Turkey's minority schools’ problems inquired

ISTANBUL - Hürriyet Daily News

This file photo shows students from an Armenian minority school in Istanbul. Hürriyet photo

A group of academics, spearheaded by the History Foundation, have launched an initiative to investigate the problems faced by 23 minority schools across Istanbul.

While 15 of the schools belong to the Armenian community, five are Greek and one is a Jewish school, officials said. Among the major problems are the status of guest students, the lack of class material and teachers, and regulations regarding who can attend which school.

“We want to show how [these] problems came about. They are all artificial problems that have to do with foreign politics and the [prevalent] attitude toward minorities,” legal expert Nurcan Kaya, the project’s researcher and writer, told the Hürriyet Daily News.

Rum (Anatolian Greek) schools are permitted to bring in teachers and class materials from Greece in accordance with a cultural agreement signed between Turkey and Greece, Kaya explained. 

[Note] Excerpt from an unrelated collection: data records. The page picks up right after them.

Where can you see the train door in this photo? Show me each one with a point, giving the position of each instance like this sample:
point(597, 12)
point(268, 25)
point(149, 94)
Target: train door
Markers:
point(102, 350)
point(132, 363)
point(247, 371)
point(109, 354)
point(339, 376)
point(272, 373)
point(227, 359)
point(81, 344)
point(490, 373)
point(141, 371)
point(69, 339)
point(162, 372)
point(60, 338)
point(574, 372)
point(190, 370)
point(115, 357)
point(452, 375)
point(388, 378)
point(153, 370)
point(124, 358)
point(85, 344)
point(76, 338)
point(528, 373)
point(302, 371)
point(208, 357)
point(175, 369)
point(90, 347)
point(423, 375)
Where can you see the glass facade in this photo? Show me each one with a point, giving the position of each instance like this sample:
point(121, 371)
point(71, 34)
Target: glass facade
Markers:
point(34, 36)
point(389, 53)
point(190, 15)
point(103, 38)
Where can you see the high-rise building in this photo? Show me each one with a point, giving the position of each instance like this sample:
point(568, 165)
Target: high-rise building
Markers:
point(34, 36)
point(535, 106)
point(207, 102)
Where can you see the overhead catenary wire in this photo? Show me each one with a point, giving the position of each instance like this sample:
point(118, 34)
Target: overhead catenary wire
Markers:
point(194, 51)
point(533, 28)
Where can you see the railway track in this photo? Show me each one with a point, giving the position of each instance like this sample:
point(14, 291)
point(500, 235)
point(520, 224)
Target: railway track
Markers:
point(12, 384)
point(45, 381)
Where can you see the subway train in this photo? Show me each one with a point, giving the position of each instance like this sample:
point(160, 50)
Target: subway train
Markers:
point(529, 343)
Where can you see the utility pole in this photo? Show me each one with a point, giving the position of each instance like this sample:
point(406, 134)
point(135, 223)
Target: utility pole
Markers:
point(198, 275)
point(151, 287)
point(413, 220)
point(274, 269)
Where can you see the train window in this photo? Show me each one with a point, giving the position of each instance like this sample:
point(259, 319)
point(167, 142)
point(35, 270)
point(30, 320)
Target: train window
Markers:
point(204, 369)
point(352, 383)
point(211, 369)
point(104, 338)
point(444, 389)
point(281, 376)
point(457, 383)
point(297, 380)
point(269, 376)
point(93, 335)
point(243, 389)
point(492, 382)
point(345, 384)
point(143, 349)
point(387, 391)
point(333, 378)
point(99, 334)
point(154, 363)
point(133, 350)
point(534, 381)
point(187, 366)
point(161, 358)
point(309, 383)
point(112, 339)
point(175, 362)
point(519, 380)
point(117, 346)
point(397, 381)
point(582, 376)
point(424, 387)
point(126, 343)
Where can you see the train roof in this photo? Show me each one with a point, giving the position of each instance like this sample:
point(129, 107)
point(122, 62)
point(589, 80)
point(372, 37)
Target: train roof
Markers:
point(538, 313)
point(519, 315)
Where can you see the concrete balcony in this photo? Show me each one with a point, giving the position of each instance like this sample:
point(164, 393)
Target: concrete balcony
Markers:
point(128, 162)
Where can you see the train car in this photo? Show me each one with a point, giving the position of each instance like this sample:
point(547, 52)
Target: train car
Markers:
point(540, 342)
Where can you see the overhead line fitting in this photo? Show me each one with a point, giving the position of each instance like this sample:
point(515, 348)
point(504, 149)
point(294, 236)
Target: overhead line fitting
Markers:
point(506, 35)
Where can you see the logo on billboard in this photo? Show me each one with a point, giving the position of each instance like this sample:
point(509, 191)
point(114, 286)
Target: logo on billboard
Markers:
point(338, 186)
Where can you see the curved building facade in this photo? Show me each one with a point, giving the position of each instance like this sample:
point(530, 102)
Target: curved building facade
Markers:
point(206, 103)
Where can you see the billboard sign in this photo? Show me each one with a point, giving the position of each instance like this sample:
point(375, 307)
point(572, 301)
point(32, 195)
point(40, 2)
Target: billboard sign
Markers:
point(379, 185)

“This [arrangement,] however, turned into a means to mutually inflict cruelty on schools at various times due to the Cyprus problem in the past. There is also the problem of western Thrace,” she said.
The Jewish school, on the other hand, has the same status as Turkish Anatolian high schools and its 
language of instruction is both Turkish and English, Kaya said, adding that the school offered Hebrew classes as well. 

“Armenian schools have to meet all their needs by themselves, unlike the other schools. They have no departments to train Armenian language teachers and have to acquire their education material on their own,” Kaya said. 

Regulations concerning private schools in Turkey and the 1923 Treaty of Lausanne allow only Turkish citizens to attend minority schools. However, the clause stipulating that only children holding Turkish citizenship can attend their own minority community’s schools was recently scrapped, in new regulations that appeared in the Official Gazette on March 20. The new regulations lead to perplexity among some educators.

“It is an important step, but with no practical consequences. Children from Armenia and Greece still cannot go to school,” said Kaya. 

Despite the hopes raised by the amendment to the regulations, the children of Greek citizens and illegal Armenian immigrants residing in Istanbul still have only restricted access to education in minority schools, which they can attend only as “guest students.”